The most selected against genetic condition is not Down syndrome in terms of sheer numbers: it’s “female.” In certain countries and cultures that prioritize sons over daughters, there is a gendercide against newborn baby girls. Sometimes, even post-natally, but especially when prenatal testing identifies a fetus as a girl, the rate of terminations is so large it has skewed the sex ratio in these countries. Sex typically is not identified before six weeks. But, would this guy–or anyone else–cite that as an example of the wrongness of the Texas abortion law? That, it would prevent a mother from aborting her fetus for being a girl? And, how the negative effect of the law would be that more women are born?

Of course not.

But, not so with Down syndrome. This guy thought nothing of making “Down syndrome” the means for meeting his end of arguing against the Texas law, and, as the links above show, others, too, regularly make this case.

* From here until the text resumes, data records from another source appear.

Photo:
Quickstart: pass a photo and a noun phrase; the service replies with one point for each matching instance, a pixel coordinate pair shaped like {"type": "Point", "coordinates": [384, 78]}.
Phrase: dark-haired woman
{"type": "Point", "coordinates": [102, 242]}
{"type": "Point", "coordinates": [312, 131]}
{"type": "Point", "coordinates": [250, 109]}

I expect for most it is because they have limited to no exposure to having a true relationship with someone with the condition. I was no different than they until my daughter was born. It would have been impossible for me to foresee how good a life ours is, and today is just one example.

An otherwise, good, typical day with my daughter with Down syndrome

My day began with a wonderful photo texted to me by a dad who succeeded me as board chair for our local Down syndrome support organization. It was a picture of my kids and his son (who happens to have Down syndrome) playing at his house when they were toddlers.

I then drove my daughter to her high school, talking along the way of what she had to look forward to at school. While she was attending classes, I received the photo above from her mom by way of her grand mom. Two wonderful pics in the same day taking me back to one of the happiest times of my life, and happy because of, not in spite of, my daughter.

After school, I picked my daughter up from cheerleading practice; she was sitting in my mother’s car (who was there to pick up my daughter’s cousin) chatting away as she held her cousin’s chihuahua on her lap. We picked her brother up from cross-country practice and both enjoyed a smoothie. She reminded me I needed to buy a new hairdryer, so we went to a CVS to buy that. We ate tacos for dinner, where she instructed the server to make sure hers wasn’t too spicy. We came home and as I typed out this blog post, she texted me that she was studying for a test tomorrow and asked me to make her her lunch for school.

I imagine there are thousands of other families who had a similar day just like mine, aside from possibly getting two super cute photos from their kids’ toddler years. But, this guy, despite being described as a scholar, likely never even considered that he was talking about a condition that he, in fact, knew absolutely nothing about.

His loss. Fortunately not mine. And fortunately not our world’s, for the lives of those with Down syndrome being in it.